St Mary Axe was a medieval parish in the City of London whose name survives as that of the street which formerly occupied it. The Church of St Mary Axe was demolished in 1561 and its parish united with that of St Andrew Undershaft, which is situated on the corner of St Mary Axe and Leadenhall Street. The site of the former church is now occupied by Fitzwilliam House, a fact acknowledged by a blue plaque on the building's façade. Nearby parishes include the medieval Great St Helen's (1210) and St Ethelburga (14th century).

The street name may derive from a combination of the church dedicated to the Virgin Mary and a neighbouring tavern which prominently displayed a sign with an image of an axe, or simply from the church name itself, which may have come from the axes used by the Worshipful Company of Skinners, who were patrons. The sign of an axe is reported to have been present over the east end of the church.

The street St Mary Axe is now most notable for the Baltic Exchange at No. 38, and The Gherkin at No. 30, a distinctively shaped skyscraper built on the site of the former buildings of the Baltic Exchange and the UK Chamber of Shipping (destroyed by an IRA bomb in 1992). The street originates at its northern end as a turn off Houndsditch, with traffic flowing one-way southbound, and it originates at its southern end as a turn off Leadenhall Street, with traffic flowing one-way northbound. Both one-way portions of St Mary Axe converge at Bevis Marks, where traffic is forced westward into Camomile Street.

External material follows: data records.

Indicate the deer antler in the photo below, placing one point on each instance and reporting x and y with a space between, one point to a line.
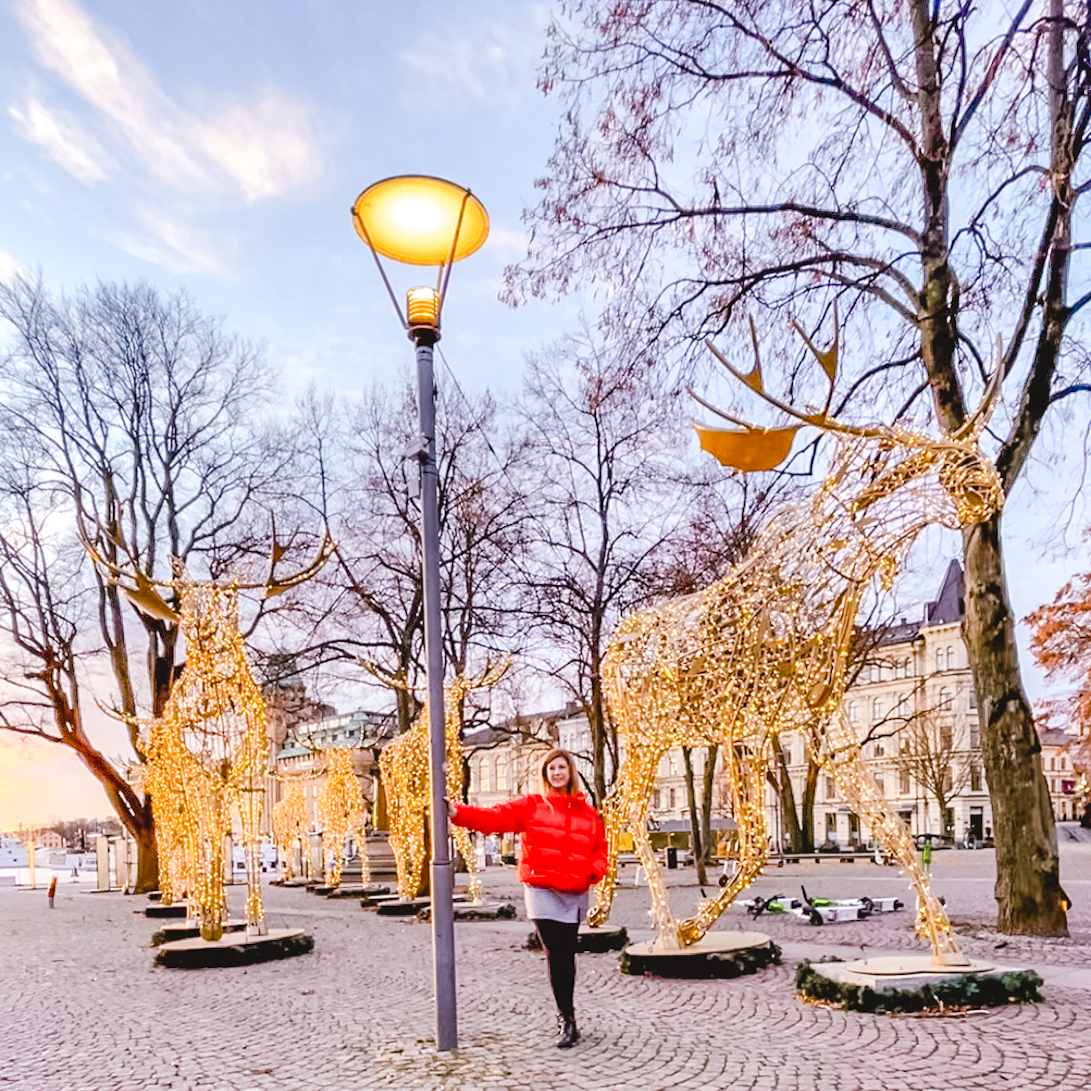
144 596
764 448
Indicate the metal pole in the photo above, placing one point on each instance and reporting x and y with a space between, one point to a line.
442 885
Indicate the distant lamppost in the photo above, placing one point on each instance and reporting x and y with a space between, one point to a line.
422 220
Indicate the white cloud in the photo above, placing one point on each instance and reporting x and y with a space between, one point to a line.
58 133
180 248
261 148
484 62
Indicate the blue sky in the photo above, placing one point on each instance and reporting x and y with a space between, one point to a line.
218 147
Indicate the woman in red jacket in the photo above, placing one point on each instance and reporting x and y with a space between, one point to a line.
564 852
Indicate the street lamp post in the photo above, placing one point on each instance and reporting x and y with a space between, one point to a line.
422 220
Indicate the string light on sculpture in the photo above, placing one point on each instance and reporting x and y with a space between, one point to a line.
206 752
404 767
289 825
340 811
765 650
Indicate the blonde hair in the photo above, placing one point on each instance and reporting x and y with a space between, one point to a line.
572 786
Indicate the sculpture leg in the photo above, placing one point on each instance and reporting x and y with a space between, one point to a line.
364 859
613 818
746 777
633 795
859 788
465 844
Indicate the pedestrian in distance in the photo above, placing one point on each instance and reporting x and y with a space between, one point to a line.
563 854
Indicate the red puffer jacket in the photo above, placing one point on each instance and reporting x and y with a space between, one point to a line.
564 846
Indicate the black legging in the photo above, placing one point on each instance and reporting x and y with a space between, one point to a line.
560 939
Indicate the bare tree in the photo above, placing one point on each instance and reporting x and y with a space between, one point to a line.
361 480
921 160
126 416
933 753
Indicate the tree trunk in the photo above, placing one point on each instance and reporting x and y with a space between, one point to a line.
1030 900
698 853
807 816
706 802
782 782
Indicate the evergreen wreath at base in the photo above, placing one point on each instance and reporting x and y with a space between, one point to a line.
710 964
968 991
220 955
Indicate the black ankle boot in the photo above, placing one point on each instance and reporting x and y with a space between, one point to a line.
568 1035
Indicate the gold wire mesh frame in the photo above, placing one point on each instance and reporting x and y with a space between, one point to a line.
340 811
404 766
765 650
205 758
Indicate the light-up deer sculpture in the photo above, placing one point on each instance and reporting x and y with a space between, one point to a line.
404 767
206 752
765 649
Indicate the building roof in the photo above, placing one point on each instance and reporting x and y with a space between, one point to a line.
949 606
1055 738
946 609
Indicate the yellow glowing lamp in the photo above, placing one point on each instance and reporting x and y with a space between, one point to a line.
754 448
422 307
420 220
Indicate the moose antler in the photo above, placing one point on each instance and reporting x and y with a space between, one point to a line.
752 447
142 591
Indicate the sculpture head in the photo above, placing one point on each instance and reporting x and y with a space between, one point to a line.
880 459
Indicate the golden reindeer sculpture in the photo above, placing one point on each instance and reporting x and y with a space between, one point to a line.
289 827
206 752
340 807
766 648
404 766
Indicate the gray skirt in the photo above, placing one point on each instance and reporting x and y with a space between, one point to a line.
543 903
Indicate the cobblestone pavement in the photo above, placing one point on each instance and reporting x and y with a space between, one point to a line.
82 1007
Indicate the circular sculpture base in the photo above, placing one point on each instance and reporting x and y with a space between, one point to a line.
607 937
398 908
157 909
171 933
716 955
235 949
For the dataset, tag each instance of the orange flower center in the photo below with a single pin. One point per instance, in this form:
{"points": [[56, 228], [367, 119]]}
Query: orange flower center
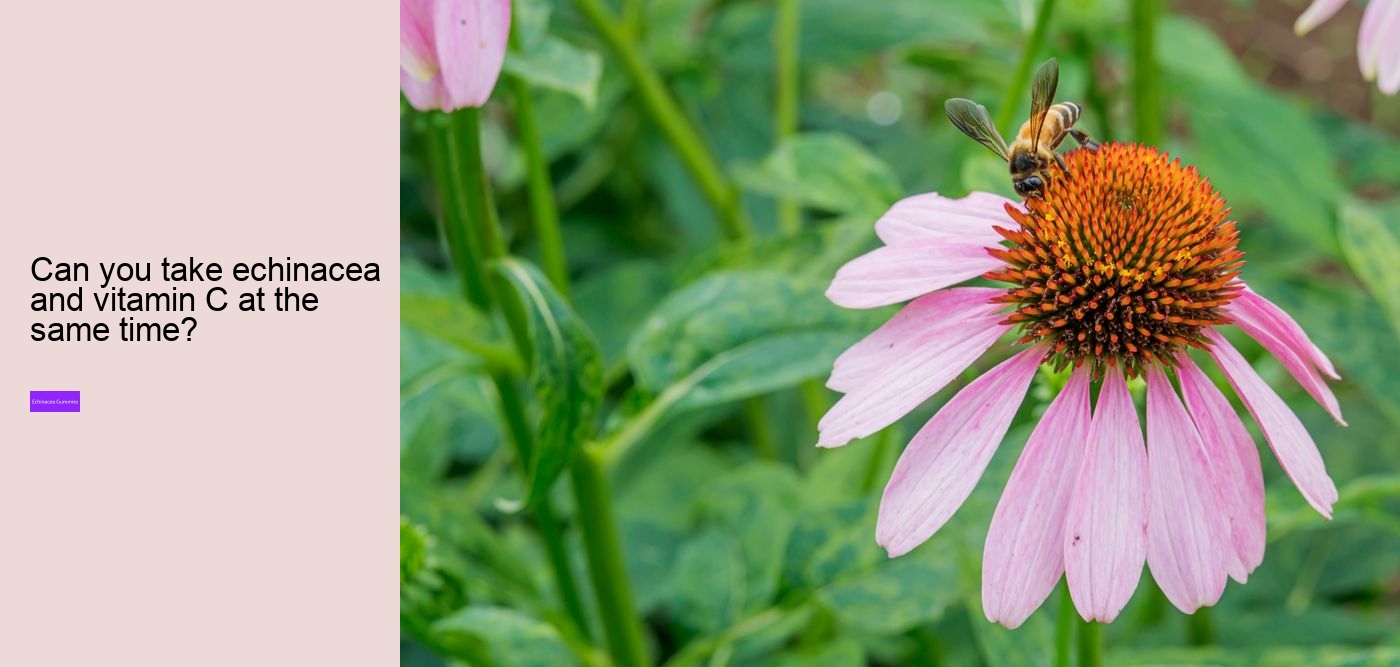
{"points": [[1123, 261]]}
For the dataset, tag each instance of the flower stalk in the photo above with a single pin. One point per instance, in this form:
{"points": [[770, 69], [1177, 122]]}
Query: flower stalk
{"points": [[1021, 81], [1147, 101], [786, 102], [1091, 643], [597, 521], [672, 122], [543, 210], [464, 184]]}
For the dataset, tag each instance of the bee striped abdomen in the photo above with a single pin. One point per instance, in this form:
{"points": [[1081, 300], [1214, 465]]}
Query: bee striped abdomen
{"points": [[1067, 114]]}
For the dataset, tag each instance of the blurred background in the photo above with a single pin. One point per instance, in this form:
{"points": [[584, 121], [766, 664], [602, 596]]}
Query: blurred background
{"points": [[746, 545]]}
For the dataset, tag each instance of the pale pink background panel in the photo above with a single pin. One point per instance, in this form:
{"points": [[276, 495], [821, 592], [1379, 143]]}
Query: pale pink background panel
{"points": [[228, 500]]}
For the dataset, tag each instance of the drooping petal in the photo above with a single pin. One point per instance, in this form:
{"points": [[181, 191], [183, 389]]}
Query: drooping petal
{"points": [[417, 53], [471, 45], [1288, 355], [945, 458], [1292, 446], [896, 273], [1105, 540], [1378, 24], [1024, 555], [423, 95], [931, 215], [1316, 13], [937, 318], [1262, 314], [1234, 461], [1389, 65], [1189, 545], [927, 365]]}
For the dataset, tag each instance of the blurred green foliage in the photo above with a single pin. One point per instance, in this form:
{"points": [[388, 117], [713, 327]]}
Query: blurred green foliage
{"points": [[695, 362]]}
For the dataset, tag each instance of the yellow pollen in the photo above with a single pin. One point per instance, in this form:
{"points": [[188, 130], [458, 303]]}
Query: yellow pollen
{"points": [[1123, 261]]}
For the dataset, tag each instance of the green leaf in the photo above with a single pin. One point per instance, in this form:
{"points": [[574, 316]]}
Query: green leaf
{"points": [[1211, 59], [501, 636], [566, 374], [615, 301], [1371, 244], [707, 590], [723, 313], [828, 173], [413, 551], [557, 65], [1263, 156], [895, 596], [835, 653], [756, 505], [454, 321]]}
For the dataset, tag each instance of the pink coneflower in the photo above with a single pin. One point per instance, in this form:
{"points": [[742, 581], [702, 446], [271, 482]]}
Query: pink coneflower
{"points": [[451, 51], [1119, 269], [1378, 41]]}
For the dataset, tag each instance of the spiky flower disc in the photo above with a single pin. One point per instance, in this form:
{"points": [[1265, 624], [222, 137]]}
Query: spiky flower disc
{"points": [[1123, 261]]}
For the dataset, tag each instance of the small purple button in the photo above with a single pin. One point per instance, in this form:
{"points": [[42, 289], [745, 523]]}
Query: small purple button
{"points": [[55, 401]]}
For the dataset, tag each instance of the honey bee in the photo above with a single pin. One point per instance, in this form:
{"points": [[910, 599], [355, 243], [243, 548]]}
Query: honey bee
{"points": [[1033, 150]]}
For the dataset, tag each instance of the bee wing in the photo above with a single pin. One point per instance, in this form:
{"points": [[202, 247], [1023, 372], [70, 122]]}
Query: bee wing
{"points": [[1042, 91], [973, 121]]}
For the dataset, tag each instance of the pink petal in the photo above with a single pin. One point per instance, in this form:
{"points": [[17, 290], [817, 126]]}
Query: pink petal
{"points": [[471, 41], [1189, 545], [1234, 460], [1263, 314], [924, 318], [1389, 65], [945, 458], [1290, 440], [1316, 13], [1291, 356], [423, 95], [896, 273], [1378, 25], [927, 365], [1105, 541], [1024, 555], [933, 215], [417, 53]]}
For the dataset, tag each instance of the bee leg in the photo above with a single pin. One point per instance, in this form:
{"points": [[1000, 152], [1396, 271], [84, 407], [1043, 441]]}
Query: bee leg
{"points": [[1084, 139]]}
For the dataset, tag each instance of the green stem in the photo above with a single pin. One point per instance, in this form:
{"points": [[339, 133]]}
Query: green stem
{"points": [[1064, 628], [1147, 112], [1091, 643], [672, 122], [465, 159], [602, 544], [1095, 95], [465, 156], [550, 533], [598, 524], [756, 418], [452, 220], [1021, 83], [815, 401], [543, 212], [466, 178], [786, 104], [1200, 631]]}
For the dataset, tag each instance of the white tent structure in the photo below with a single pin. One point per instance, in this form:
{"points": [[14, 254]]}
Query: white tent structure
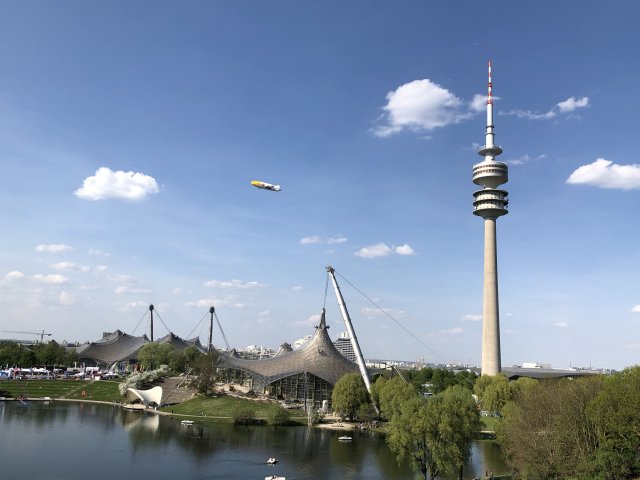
{"points": [[147, 397]]}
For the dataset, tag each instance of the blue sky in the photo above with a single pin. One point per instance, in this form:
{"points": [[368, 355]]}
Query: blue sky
{"points": [[130, 133]]}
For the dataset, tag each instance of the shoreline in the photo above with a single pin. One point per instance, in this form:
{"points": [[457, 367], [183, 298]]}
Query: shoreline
{"points": [[331, 425]]}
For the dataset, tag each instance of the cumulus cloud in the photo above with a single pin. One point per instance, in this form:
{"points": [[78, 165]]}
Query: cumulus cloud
{"points": [[571, 104], [383, 250], [310, 240], [124, 290], [107, 184], [606, 174], [404, 250], [14, 275], [70, 267], [232, 284], [316, 239], [52, 279], [65, 298], [567, 106], [53, 248], [420, 105]]}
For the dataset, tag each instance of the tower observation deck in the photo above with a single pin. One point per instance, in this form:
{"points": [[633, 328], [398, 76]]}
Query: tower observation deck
{"points": [[490, 203]]}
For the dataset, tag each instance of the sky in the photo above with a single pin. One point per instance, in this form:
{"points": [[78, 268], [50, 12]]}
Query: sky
{"points": [[130, 132]]}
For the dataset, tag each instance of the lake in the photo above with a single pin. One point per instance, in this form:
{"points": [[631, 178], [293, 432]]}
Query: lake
{"points": [[86, 441]]}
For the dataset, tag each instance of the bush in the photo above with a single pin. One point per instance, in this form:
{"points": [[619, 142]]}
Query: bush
{"points": [[244, 415], [280, 415]]}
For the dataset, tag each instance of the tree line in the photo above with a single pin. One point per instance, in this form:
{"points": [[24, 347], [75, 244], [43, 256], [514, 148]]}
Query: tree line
{"points": [[560, 429], [432, 433]]}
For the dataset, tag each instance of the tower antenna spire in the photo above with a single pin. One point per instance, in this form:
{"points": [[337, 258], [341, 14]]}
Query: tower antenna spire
{"points": [[490, 203], [490, 87]]}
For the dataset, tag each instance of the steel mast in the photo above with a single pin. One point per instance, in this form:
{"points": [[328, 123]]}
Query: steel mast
{"points": [[352, 335]]}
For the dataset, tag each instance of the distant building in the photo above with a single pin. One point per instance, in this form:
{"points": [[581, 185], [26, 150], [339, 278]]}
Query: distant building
{"points": [[306, 375]]}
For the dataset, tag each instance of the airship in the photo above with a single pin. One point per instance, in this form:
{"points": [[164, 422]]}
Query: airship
{"points": [[265, 185]]}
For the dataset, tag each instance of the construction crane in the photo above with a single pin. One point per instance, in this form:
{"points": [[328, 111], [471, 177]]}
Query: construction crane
{"points": [[39, 333]]}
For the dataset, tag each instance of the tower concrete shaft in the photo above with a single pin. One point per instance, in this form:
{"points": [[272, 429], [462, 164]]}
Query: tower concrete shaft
{"points": [[490, 203], [490, 314]]}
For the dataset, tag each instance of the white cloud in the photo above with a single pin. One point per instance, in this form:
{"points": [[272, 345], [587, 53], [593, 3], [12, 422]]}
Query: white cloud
{"points": [[66, 298], [404, 250], [374, 251], [310, 240], [14, 275], [334, 240], [124, 290], [606, 174], [53, 248], [107, 184], [70, 267], [571, 104], [232, 284], [53, 279], [567, 106], [383, 250], [316, 239], [420, 105], [99, 253]]}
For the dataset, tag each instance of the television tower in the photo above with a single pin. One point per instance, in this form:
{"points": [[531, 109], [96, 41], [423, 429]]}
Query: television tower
{"points": [[490, 203]]}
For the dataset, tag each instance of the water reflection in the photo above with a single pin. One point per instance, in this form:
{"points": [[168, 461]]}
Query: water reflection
{"points": [[111, 442]]}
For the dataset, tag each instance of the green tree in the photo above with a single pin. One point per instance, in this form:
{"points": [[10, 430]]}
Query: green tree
{"points": [[410, 432], [496, 394], [393, 394], [615, 414], [458, 423], [244, 415], [348, 394], [206, 371], [280, 415], [546, 432], [435, 435]]}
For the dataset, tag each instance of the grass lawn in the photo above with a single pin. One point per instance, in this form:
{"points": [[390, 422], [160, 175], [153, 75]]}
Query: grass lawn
{"points": [[224, 406], [103, 390]]}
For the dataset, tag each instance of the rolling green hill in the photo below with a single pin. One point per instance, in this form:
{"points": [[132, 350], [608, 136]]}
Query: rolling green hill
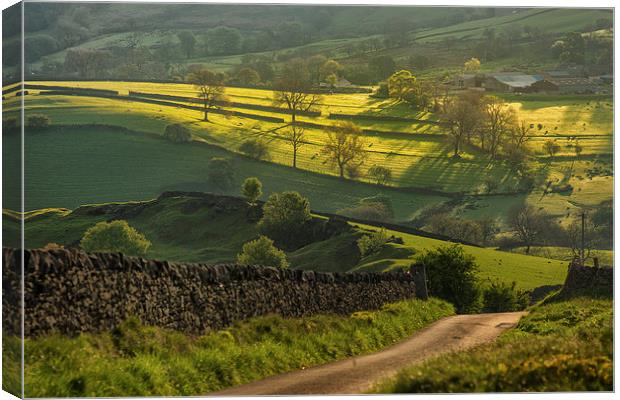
{"points": [[186, 227]]}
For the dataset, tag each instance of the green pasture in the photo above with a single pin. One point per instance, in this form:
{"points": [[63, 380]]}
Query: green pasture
{"points": [[69, 167], [181, 230], [419, 162]]}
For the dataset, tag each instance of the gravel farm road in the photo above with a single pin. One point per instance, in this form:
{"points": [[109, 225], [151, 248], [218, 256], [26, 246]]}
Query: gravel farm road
{"points": [[356, 375]]}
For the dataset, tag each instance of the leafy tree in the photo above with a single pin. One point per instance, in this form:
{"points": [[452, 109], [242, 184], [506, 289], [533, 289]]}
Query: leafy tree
{"points": [[292, 87], [528, 224], [463, 115], [345, 146], [315, 65], [177, 133], [472, 65], [188, 42], [220, 173], [284, 216], [252, 189], [499, 119], [210, 86], [382, 66], [380, 174], [224, 40], [248, 76], [37, 121], [256, 149], [452, 275], [263, 252], [115, 236], [401, 83], [551, 147], [373, 243], [330, 67]]}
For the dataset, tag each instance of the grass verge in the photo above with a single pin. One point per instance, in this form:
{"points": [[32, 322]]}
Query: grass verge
{"points": [[561, 346], [135, 360]]}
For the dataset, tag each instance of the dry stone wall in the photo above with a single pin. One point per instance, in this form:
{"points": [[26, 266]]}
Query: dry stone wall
{"points": [[69, 291]]}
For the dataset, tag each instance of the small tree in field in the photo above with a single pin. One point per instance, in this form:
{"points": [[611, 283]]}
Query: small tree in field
{"points": [[345, 147], [381, 175], [37, 121], [401, 84], [252, 189], [451, 275], [472, 65], [210, 86], [177, 133], [263, 252], [220, 173], [284, 216], [115, 236], [293, 87], [255, 148]]}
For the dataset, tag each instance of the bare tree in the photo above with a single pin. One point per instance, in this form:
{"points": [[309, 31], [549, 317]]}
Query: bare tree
{"points": [[210, 86], [463, 115], [295, 136], [528, 224], [499, 119], [345, 147], [292, 87]]}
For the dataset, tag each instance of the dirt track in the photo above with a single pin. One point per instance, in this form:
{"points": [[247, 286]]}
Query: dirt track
{"points": [[357, 374]]}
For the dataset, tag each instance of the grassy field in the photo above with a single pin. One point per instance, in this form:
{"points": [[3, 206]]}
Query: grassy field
{"points": [[181, 229], [416, 162], [147, 361], [562, 346]]}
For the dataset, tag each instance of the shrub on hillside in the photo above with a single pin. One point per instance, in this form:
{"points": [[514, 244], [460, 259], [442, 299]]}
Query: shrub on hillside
{"points": [[220, 173], [368, 211], [256, 149], [37, 121], [501, 297], [252, 189], [381, 175], [373, 243], [284, 217], [10, 125], [451, 275], [115, 236], [374, 208], [177, 133], [262, 252]]}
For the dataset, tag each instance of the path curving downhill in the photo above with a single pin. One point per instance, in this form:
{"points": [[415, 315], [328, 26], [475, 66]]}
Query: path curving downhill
{"points": [[356, 375]]}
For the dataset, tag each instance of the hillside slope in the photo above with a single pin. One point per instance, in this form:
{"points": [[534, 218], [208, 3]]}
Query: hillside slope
{"points": [[197, 227]]}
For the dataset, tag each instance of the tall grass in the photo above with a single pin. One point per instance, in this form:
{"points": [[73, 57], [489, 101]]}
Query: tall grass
{"points": [[563, 346], [136, 360]]}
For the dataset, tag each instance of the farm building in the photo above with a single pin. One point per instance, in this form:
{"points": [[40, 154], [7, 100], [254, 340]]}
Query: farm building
{"points": [[504, 82], [576, 85], [340, 83]]}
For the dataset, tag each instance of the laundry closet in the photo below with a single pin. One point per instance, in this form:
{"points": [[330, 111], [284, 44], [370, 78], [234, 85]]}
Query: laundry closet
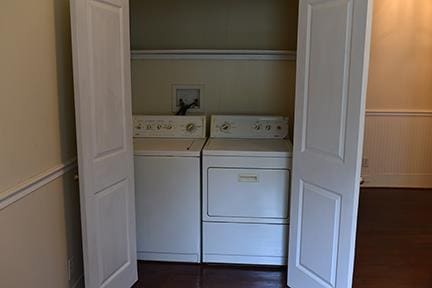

Number 70 St Mary Axe appears in several novels by the British author Tom Holt as the address of a firm of sorcerers headed by J. W. Wells. This is itself a reference to Gilbert and Sullivan's The Sorcerer. In the song "My Name Is John Wellington Wells", the lyric renders his address as "Number Seventy, Simmery Axe"; this reflects the fact that some Londoners pronounce the street's name as "S'M'ry Axe" rather than enunciating it fully. The Tom Holt novels and The Sorcerer were written before the current office building at 70 St Mary Axe was constructed.